Fördergelder lassen auf sich warten

von Redaktion

Ruhpolding verabschiedet Haushalt und vermisst zugesagte Zuwendungen schmerzlich

Ruhpolding – In der vergangenen Sitzung im Saal des Bauamtes behandelte der Gemeinderat den Haushalt 2024. Die Gesamtsummen belaufen sich auf 20,713 Millionen Euro beim Verwaltungshaushalt (21,189 Millionen Euro im Vorjahr) und auf 5,699 Millionen Euro beim Vermögenshaushalt (6,469 Millionen Euro). Die Zuführung zum Vermögenshaushalt beträgt 1,143 Millionen Euro (2,348 Millionen Euro). Bei einer ordentlichen Tilgungsleistung von 1,11 Millionen Euro errechnet sich eine freie Finanzspanne von 32800 Euro, führte Kämmerer Friedrich Haberlander aus.

Steigende
Umlagekraft

Im Vergleich zum Vorjahr verringere sich die Zuführung vom Verwaltungs- zum Vermögenshaushalt im Wesentlichen aufgrund der steigenden Energiekosten, der Tarifabschlüsse im Öffentlichen Dienst und der erhöhten Kreisumlage. Die Personalkosten belaufen sich in 2024 trotz der Tarifsteigerung im TVöD lediglich auf 4,79 Millionen Euro (4,6). Wie von Haberlander zu erfahren war, betrug die Kreisumlage 2022 noch 3,632 Millionen Euro und in 2023 war sie bereits auf 4,147 Millionen Euro gestiegen und erhöhe sich im laufenden Jahr voraussichtlich auf 4,512 Millionen Euro. Das liege zum einen an der steigenden Umlagekraft der Gemeinde aufgrund von Steuermehreinnahmen, aber auch an der Erhöhung des Umlagesatzes, so der Kämmerer. Im Vermögenshaushalt seien Investitionsausgaben in Höhe von 4,59 Millionen Euro vorgesehen, sagte Haberlander. Diese gliederten sich auf in den Vermögenserwerb mit 1,116 Millionen Euro, im Hoch- und Tiefbau mit 2,824 Millionen Euro und aus den Zuschüssen für Investitionen mit 646000 Euro auf. Aufgrund des starken Finanzierungsbedarfes werde eine Rücklagenentnahme von 653000 Euro veranschlagt, so Haberlander. Die Rücklage zum 1. Januar 2023 habe zwei Millionen Euro betragen.

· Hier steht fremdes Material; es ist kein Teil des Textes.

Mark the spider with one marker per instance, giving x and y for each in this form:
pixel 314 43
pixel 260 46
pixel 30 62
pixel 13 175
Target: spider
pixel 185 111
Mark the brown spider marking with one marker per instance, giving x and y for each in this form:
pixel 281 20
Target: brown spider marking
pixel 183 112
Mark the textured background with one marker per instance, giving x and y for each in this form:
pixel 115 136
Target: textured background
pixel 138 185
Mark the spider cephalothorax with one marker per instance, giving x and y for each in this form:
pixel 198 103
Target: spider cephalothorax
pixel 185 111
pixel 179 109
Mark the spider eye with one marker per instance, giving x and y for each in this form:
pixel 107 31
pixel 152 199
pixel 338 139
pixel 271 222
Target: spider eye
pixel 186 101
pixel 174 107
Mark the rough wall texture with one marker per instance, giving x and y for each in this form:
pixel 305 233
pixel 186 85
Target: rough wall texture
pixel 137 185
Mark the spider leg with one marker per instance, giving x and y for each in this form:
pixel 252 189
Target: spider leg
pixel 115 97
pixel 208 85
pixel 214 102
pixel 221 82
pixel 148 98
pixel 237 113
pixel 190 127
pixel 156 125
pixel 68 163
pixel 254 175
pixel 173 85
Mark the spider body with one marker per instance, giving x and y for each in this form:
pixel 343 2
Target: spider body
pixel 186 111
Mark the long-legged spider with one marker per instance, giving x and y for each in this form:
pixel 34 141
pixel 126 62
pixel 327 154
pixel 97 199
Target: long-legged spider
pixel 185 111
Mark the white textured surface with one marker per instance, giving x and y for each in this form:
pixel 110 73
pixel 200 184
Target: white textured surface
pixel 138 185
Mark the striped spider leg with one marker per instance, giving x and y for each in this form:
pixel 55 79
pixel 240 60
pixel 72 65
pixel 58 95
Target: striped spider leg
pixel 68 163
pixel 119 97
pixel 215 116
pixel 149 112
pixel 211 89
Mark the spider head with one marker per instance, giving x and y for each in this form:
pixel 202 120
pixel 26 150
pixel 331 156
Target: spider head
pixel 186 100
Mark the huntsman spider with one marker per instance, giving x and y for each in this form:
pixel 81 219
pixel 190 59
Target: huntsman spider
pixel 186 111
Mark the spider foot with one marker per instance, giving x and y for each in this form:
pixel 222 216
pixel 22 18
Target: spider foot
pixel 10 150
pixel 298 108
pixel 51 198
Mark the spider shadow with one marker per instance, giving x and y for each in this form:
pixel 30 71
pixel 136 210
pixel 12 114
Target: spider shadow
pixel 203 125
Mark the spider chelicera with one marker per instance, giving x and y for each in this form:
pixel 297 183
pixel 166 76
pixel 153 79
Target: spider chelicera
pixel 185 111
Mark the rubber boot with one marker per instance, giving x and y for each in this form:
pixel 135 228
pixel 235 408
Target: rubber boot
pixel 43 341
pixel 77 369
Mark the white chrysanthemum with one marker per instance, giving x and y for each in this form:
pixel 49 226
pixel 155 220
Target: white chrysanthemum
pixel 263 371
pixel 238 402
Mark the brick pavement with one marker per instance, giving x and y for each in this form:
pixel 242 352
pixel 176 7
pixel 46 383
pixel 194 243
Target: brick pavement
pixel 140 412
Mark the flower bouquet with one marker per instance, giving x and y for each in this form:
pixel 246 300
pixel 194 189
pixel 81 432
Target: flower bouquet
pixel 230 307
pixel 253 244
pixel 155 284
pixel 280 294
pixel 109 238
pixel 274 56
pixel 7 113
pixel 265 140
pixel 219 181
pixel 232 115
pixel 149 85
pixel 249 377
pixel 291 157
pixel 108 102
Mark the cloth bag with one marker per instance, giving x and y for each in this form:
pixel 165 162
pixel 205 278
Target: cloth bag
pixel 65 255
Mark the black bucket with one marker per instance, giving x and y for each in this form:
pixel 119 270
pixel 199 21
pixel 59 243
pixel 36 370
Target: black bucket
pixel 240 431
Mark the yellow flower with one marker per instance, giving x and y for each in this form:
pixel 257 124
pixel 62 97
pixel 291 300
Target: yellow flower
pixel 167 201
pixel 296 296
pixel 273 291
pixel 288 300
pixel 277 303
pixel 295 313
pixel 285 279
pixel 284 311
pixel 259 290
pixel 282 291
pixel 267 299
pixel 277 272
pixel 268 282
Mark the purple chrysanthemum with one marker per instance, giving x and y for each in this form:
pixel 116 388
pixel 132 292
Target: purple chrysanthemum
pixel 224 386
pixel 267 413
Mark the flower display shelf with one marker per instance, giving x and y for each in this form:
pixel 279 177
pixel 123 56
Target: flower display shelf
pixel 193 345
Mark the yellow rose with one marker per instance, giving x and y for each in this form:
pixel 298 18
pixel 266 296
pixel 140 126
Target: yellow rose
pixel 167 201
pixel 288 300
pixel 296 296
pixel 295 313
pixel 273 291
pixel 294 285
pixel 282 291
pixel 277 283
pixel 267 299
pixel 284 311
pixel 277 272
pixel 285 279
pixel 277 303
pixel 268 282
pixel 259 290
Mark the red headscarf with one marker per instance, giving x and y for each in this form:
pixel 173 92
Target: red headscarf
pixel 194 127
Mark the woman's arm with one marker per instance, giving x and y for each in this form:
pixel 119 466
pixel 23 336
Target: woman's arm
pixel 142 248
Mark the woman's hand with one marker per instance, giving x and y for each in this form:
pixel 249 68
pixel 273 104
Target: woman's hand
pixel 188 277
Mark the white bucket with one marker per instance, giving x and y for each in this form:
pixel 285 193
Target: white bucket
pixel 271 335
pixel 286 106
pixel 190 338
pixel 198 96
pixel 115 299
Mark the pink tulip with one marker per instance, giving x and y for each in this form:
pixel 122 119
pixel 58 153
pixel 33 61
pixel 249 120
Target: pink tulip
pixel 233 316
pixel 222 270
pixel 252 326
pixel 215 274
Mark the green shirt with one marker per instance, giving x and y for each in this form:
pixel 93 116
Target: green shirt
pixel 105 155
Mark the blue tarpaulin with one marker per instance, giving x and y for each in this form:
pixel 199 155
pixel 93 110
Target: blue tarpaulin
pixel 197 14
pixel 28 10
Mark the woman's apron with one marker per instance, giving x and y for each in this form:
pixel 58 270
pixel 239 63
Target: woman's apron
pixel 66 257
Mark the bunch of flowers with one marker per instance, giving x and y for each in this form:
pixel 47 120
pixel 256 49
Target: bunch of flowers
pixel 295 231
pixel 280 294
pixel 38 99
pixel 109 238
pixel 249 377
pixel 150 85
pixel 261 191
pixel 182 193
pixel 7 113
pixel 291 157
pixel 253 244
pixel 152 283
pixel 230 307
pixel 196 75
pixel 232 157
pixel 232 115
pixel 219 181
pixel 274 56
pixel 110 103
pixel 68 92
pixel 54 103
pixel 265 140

Des Weiteren werde eine Kreditaufnahme unumgänglich sein. Hierzu würden vorerst zwei Millionen Euro im Haushalt veranschlagt. Diese sollten aber nur aufgenommen werden, sofern eine andere Deckung nicht möglich sei, sagte der Kämmer. Die Hebesätze der Grund- und Gewerbesteuer würden nicht verändert, um Gewerbetreibende, Hotellerie und heimische Unternehmen nicht weiter zu belasten. Schmerzlich sei jedoch, dass die Gemeinde Ruhpolding nach wie vor auf die Auszahlung von Fördermitteln aus dem Förderprogramm „Zuwendungen zu wasserwirtschaftlichen Vorhaben“ (RZWAS) warte. Die Verwendungsnachweise seien bereits übersandt und geprüft. Allein aus diesem Förderprogramm stünden derzeit über zwei Millionen Euro an und aus. Wie der Kämmerer weiter ausführte, sei nach derzeitigem Kenntnisstand ab 2025 mit den Auszahlungen durch den Freistaat zu rechnen. Diese Zwischenfinanzierung stelle die Gemeinde vor große Herausforderungen, merkte Haberlander an. Für die Grünen ergriff Josef Hohlweger das Wort. Er monierte, dass es in Ruhpolding noch kein Gewerbegebiet gebe.

Einstimmiger
Ratsbeschluss

Der Haushalt wurde letztendlich einstimmig vom Gemeinderat beschlossen. Bürgermeister Justus Pfeifer dankte daraufhin den Räten für die Unterstützung und unterstrich, dass das einstimmige Abstimmungsergebnis ein klares Zeichen für einen solide aufgestellten Haushalt sei.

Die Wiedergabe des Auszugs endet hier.